From: Poul-Henning Kamp <phk@critter.freebsd.dk>
To: Matthew Dillon <dillon@backplane.com>
Cc: John-Mark Gurney <gurney_j@efn.org>, freebsd-gnats-submit@FreeBSD.ORG
Subject: Re: i386/5398 
Date: Sat, 02 May 1998 18:23:42 +0200

 In message <199805021558.IAA00276@apollo.backplane.com>, Matthew Dillon writes:
 >:> State-Changed-Why: 
 >:> I think your machine simply is out of steam.  Blitting 3 mbyte around is
 >:> going to take quite a bit of your cpu and bus bandwidth.
 >:
 >
 >    cpu out of suds?  This is a pentium pro 200.  More likely, there is a 
 >    serious interrupt disablement latency somewhere in the kernel.
 
 What graphics card is this ?  Is the blt done in HW when you move the
 window or by the CPU over the PCI bus ?
 
 --
 Poul-Henning Kamp             FreeBSD coreteam member
 phk@FreeBSD.ORG               "Real hackers run -current on their laptop."
 "ttyv0" -- What UNIX calls a $20K state-of-the-art, 3D, hi-res color terminal

From: Matthew Dillon <dillon@backplane.com>
To: Poul-Henning Kamp <phk@critter.freebsd.dk>
Cc: John-Mark Gurney <gurney_j@efn.org>, freebsd-gnats-submit@FreeBSD.ORG
Subject: Re: i386/5398 
Date: Sat, 2 May 1998 09:40:35 -0700 (PDT)

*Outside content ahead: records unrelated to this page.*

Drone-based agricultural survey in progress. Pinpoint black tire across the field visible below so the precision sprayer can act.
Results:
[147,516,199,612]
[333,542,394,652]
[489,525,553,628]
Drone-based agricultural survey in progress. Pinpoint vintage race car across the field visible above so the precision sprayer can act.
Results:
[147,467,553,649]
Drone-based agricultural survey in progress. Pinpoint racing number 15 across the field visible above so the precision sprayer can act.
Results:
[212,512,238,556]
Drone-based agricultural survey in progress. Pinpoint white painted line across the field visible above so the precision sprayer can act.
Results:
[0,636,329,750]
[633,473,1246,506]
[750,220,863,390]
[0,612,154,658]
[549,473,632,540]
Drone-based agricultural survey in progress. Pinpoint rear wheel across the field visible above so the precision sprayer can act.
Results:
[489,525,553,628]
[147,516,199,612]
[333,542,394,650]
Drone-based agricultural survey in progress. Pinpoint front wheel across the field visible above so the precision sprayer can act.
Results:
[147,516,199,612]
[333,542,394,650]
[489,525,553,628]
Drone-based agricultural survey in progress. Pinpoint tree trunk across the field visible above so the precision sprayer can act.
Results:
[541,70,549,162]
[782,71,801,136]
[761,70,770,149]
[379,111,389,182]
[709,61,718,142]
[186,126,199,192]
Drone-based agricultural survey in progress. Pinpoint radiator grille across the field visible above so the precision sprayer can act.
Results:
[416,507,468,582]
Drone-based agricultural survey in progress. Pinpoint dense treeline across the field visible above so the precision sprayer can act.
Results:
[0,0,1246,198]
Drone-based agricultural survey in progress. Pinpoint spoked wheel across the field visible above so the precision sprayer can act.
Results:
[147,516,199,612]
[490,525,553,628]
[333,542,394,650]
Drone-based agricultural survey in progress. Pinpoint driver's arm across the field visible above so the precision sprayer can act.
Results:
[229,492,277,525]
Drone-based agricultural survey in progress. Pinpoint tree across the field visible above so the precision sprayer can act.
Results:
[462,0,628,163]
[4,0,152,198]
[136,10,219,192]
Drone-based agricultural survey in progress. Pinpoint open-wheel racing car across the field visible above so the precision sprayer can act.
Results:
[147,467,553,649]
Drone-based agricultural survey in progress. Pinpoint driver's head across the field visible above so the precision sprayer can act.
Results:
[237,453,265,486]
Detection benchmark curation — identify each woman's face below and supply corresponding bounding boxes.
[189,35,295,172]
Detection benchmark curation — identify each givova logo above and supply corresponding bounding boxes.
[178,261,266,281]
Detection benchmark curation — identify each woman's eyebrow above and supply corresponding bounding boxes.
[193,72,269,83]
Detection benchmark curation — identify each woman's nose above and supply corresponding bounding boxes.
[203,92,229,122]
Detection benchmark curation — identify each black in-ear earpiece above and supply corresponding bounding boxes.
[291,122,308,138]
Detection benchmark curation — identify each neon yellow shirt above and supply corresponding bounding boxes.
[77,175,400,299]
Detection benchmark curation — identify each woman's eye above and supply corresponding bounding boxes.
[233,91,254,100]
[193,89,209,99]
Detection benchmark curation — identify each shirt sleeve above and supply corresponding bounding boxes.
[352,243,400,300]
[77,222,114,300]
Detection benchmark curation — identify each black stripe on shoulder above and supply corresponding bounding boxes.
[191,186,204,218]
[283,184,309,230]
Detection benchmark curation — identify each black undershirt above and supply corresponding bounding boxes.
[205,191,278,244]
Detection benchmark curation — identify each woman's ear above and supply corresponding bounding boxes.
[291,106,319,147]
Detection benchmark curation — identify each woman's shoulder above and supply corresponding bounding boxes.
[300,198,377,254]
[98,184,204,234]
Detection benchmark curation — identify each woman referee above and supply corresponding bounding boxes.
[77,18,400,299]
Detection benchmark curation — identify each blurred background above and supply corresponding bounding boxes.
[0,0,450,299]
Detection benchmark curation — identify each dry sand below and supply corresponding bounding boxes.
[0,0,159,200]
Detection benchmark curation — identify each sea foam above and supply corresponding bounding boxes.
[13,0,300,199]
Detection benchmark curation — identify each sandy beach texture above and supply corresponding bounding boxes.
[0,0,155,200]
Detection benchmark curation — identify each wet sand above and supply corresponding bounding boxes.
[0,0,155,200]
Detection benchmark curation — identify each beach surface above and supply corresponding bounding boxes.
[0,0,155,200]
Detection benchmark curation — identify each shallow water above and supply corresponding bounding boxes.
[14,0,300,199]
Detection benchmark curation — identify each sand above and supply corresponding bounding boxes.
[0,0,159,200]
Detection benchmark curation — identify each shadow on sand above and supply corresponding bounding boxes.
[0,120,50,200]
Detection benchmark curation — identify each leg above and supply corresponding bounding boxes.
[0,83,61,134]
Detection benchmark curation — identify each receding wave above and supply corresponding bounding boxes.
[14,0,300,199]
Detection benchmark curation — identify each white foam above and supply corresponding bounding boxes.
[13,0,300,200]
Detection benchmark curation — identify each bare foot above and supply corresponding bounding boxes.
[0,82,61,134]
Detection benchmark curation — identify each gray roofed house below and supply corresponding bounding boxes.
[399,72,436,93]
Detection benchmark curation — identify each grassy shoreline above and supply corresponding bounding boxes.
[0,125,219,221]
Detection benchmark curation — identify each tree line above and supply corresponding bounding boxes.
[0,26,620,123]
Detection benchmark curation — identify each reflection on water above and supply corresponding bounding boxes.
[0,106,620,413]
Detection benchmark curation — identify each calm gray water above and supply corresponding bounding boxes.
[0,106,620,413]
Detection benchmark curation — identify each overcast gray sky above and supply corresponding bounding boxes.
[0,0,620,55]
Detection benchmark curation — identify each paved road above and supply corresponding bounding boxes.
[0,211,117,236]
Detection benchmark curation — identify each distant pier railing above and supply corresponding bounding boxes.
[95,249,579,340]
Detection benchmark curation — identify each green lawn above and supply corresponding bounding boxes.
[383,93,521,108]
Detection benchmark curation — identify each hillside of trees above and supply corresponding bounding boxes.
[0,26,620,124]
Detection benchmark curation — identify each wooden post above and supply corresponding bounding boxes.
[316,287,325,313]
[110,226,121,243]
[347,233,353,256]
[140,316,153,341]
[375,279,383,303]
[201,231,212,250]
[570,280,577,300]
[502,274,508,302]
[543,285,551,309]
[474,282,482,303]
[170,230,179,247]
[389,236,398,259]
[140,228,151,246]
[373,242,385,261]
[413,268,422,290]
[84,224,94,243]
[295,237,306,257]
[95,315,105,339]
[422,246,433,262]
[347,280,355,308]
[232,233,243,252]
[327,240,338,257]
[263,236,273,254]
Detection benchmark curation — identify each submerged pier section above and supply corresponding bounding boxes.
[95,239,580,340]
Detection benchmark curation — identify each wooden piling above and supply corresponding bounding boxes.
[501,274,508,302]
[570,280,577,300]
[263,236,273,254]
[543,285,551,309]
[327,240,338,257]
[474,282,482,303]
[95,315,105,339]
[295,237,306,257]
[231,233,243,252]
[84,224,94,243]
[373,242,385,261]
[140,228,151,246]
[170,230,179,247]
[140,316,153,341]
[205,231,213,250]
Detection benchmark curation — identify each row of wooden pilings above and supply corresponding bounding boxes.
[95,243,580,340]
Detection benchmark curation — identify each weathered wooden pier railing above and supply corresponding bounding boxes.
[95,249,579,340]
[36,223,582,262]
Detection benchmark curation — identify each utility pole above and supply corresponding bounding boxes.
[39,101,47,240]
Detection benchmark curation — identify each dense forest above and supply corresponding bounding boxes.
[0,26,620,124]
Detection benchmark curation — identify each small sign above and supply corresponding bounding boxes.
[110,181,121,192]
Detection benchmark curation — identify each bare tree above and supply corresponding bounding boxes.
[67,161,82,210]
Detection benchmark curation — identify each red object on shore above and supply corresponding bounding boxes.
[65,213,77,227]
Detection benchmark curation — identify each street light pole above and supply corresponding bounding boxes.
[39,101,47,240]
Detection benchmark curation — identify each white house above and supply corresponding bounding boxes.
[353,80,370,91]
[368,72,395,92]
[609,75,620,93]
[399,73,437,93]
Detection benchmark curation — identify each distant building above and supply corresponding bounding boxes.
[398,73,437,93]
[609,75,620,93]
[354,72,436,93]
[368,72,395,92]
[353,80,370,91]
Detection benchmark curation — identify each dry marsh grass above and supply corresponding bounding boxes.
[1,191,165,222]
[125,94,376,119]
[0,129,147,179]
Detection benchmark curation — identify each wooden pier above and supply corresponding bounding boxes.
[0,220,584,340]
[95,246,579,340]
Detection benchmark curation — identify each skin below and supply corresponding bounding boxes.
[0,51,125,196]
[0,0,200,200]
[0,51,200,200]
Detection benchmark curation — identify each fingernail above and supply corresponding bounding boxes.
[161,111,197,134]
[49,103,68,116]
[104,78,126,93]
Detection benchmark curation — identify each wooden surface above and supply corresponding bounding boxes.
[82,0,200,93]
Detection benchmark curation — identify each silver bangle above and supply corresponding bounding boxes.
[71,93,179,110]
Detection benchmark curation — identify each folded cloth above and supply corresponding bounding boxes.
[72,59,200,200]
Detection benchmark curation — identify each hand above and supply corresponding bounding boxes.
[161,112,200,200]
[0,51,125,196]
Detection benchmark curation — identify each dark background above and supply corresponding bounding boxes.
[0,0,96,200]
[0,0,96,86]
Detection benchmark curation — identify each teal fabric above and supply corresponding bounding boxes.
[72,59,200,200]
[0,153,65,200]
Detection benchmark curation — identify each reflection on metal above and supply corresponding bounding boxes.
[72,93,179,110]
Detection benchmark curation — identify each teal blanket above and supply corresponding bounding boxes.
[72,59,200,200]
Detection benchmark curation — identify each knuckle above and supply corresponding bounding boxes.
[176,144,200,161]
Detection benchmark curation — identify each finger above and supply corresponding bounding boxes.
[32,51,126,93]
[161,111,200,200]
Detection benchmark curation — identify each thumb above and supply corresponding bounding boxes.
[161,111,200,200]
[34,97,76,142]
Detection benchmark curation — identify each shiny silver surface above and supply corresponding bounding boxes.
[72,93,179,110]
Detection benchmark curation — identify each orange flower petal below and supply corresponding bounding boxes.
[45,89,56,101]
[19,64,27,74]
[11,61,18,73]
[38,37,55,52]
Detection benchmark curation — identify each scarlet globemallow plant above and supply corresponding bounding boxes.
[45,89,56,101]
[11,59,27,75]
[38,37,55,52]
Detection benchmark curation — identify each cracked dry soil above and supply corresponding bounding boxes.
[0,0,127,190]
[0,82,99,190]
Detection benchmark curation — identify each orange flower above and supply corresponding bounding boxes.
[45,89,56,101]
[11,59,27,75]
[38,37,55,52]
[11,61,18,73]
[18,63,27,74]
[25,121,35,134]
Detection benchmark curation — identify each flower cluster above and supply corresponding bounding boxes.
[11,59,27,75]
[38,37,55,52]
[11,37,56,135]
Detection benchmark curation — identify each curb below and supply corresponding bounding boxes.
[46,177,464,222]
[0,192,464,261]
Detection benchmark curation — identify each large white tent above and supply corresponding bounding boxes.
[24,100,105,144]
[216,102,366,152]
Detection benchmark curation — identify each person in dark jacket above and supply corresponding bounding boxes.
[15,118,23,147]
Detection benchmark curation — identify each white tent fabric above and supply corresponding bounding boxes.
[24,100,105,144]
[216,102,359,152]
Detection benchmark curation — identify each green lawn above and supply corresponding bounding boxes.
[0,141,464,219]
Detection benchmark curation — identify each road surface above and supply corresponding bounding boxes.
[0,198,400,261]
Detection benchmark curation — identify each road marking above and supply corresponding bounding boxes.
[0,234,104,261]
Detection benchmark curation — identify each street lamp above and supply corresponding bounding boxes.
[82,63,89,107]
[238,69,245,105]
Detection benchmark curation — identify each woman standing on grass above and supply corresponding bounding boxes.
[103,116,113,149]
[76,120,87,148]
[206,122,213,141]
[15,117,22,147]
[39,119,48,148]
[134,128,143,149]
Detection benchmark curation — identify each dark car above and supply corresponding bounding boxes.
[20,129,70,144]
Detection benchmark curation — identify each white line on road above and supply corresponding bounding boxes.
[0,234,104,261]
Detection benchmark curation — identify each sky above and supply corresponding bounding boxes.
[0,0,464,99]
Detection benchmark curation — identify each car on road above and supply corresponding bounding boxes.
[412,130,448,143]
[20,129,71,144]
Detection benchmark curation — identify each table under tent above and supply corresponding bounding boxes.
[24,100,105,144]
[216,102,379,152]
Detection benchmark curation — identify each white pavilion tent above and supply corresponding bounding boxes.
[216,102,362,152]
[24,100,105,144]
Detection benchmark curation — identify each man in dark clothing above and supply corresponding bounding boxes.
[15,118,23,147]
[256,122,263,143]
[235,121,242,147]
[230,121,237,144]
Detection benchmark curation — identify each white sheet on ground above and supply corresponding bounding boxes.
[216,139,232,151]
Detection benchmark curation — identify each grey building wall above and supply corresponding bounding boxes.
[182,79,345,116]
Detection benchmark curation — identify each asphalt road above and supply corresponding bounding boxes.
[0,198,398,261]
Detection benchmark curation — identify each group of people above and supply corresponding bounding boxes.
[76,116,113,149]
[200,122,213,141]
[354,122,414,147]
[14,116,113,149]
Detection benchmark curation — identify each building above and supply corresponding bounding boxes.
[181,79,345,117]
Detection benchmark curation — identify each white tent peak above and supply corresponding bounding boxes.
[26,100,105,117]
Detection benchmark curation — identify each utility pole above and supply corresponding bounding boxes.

 :>    cpu out of suds?  This is a pentium pro 200.  More likely, there is a 
 :>    serious interrupt disablement latency somewhere in the kernel.
 :
 :What graphics card is this ?  Is the blt done in HW when you move the
 :window or by the CPU over the PCI bus ?
 
     At the time the bug report was submitted, it was a matrox mystique
     running with the latest XFree86 (so probably some hardware blit).
 
     But it doesn't matter if the blit is done in software or not, frankly,
     because interrupts had better be enabled at the time the X server does
     a software blit (since it's a user mode process), and a hardware
     blit in the matrox shouldn't stall a pci write to the board
     for more then a few microseconds anyway before the pentium can unstall
     and take the serial interrupt.
 
 						-Matt
 
 :--
 :Poul-Henning Kamp             FreeBSD coreteam member
 :phk@FreeBSD.ORG               "Real hackers run -current on their laptop."
 :"ttyv0" -- What UNIX calls a $20K state-of-the-art, 3D, hi-res color terminal
 :
 
     Matthew Dillon   Engineering, BEST Internet Communications, Inc.
 		     <dillon@backplane.com>
     [always include a portion of the original email in any response!]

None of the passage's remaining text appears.